09. April 2020, 09:15 Uhr   |  Inka Krischke


Fortsetzung des Artikels von Teil 2 .

Moderne Absicherung

Zunehmend kommen daher elektronische Absicherungslösungen zum Zuge. Elektronischer Überstromschutz bietet im Vergleich zu klassischen Leitungsschutzschaltern und anderen thermisch-magnetischen Geräten einige Vorteile – dies gilt insbesondere beim gemeinsamen Einsatz mit Schalt-netzteilen. Die elektronischen Kennlinien von Geräten wie beispielsweise dem REX12 oder dem ESX10-T von E-T-A sind speziell auf die Leistungs-charakteristik von Schaltnetzteilen ausgelegt und ermöglichen so eine schnelle und gezielte Abschaltung im Fehlerfall.

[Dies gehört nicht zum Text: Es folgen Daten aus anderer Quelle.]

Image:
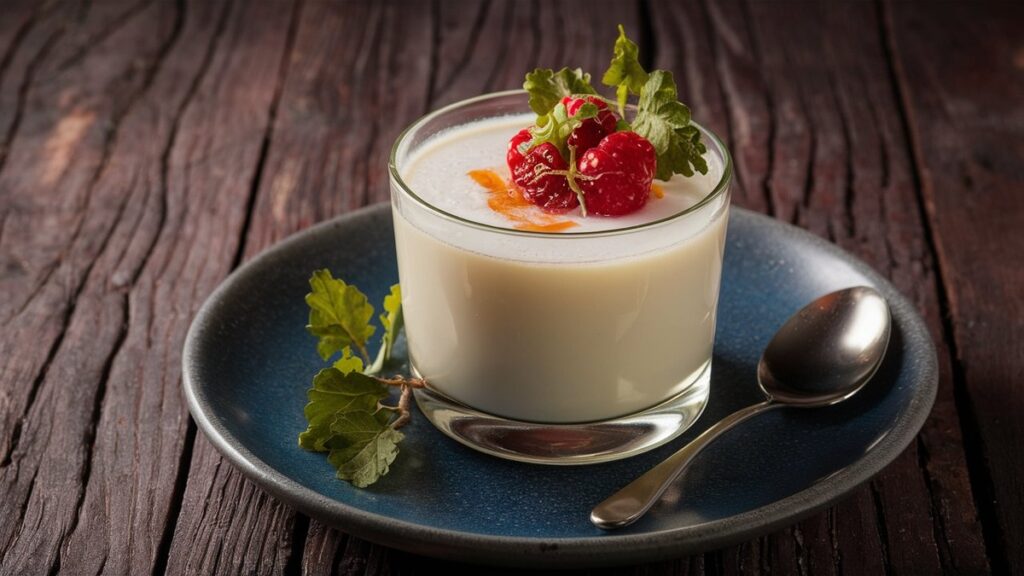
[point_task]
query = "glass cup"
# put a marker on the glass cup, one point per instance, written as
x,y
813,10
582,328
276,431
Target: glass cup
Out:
x,y
557,347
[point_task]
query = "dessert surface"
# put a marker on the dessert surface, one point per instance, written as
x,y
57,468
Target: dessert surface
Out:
x,y
439,173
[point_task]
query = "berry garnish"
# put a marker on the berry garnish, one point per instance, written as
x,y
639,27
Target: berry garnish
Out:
x,y
540,173
615,175
579,152
591,131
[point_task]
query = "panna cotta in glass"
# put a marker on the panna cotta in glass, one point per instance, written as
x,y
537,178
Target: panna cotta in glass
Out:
x,y
554,319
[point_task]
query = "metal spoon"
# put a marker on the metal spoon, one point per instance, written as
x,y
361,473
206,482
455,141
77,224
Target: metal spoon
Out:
x,y
821,356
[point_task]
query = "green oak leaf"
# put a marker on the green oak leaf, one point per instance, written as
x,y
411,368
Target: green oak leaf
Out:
x,y
333,395
339,315
392,322
666,123
547,87
625,72
366,448
558,125
348,363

Hier gibt es zwei unterschiedliche Ansätze und Funktionsweisen: die aktive Strombegrenzung und die Zeit-Strom-Kennlinie.

Der magnetische Auslösebereich eines C 6 A Leitungsschutzschalters.
© E-T-A

Der magnetische Auslösebereich eines C 6 A Leitungsschutzschalters.

Beim Ansatz der Zeit-Strom-Kennlinie wird im Falle eines geringen bis mittleren Fehlerstroms der Lastkreis nach weniger als 1 s getrennt. So lassen sich die meisten Verbraucher und Lastarten einschalten, da Überströme für kurze Zeiträume toleriert werden. Ein länger andauernder Überstrom führt zur Abschaltung durch den elektronischen Überstromschutz.
Bei hohen Fehlerströmen löst der elektronische Überstromschutz innerhalb von 10 ms aus und ist damit schnell genug, um eine ungewollte Abschaltung des Schaltnetzteils zu verhindern. 

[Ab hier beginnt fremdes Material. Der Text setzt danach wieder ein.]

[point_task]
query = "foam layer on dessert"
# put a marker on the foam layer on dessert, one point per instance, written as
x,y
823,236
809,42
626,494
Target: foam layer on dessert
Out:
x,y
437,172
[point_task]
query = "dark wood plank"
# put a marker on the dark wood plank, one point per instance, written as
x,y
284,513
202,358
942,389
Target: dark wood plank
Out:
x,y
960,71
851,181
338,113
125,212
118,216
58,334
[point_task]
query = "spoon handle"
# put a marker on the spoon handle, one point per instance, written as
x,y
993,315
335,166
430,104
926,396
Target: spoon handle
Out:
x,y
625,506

Die aktive Strombegrenzung in den Geräten ESX10(-T), REF16 oder ESS30 und ESS31-T folgt einem anderen Ansatz: Bei niedrigen bis mittleren Überströmen verhält sich diese Technologie sehr ähnlich, innerhalb weniger Sekunden kommt es zur Abschaltung. Bei hohen Überströmen hingegen greift die aktive Strom-begrenzung ein. Das heißt, der Fehlerstrom wird auf einen fest definierten Wert begrenzt und innerhalb 1 s abgeschaltet. Auf diese Weise ist garantiert, dass die Leistungsgrenzen des verwendeten Schaltnetzteils nicht überschritten werden. 
Auch bei extremen Anlaufströmen gibt es so kein Problem mit frühzeitigen Auslösungen, da die Strombegrenzung eine vergleichsweise träge Abschaltzeit ermöglicht. Darüber hinaus können Planer jeden Fehler berechnen und so bestimmen, wie viel Leistung die Anwendung benötigt.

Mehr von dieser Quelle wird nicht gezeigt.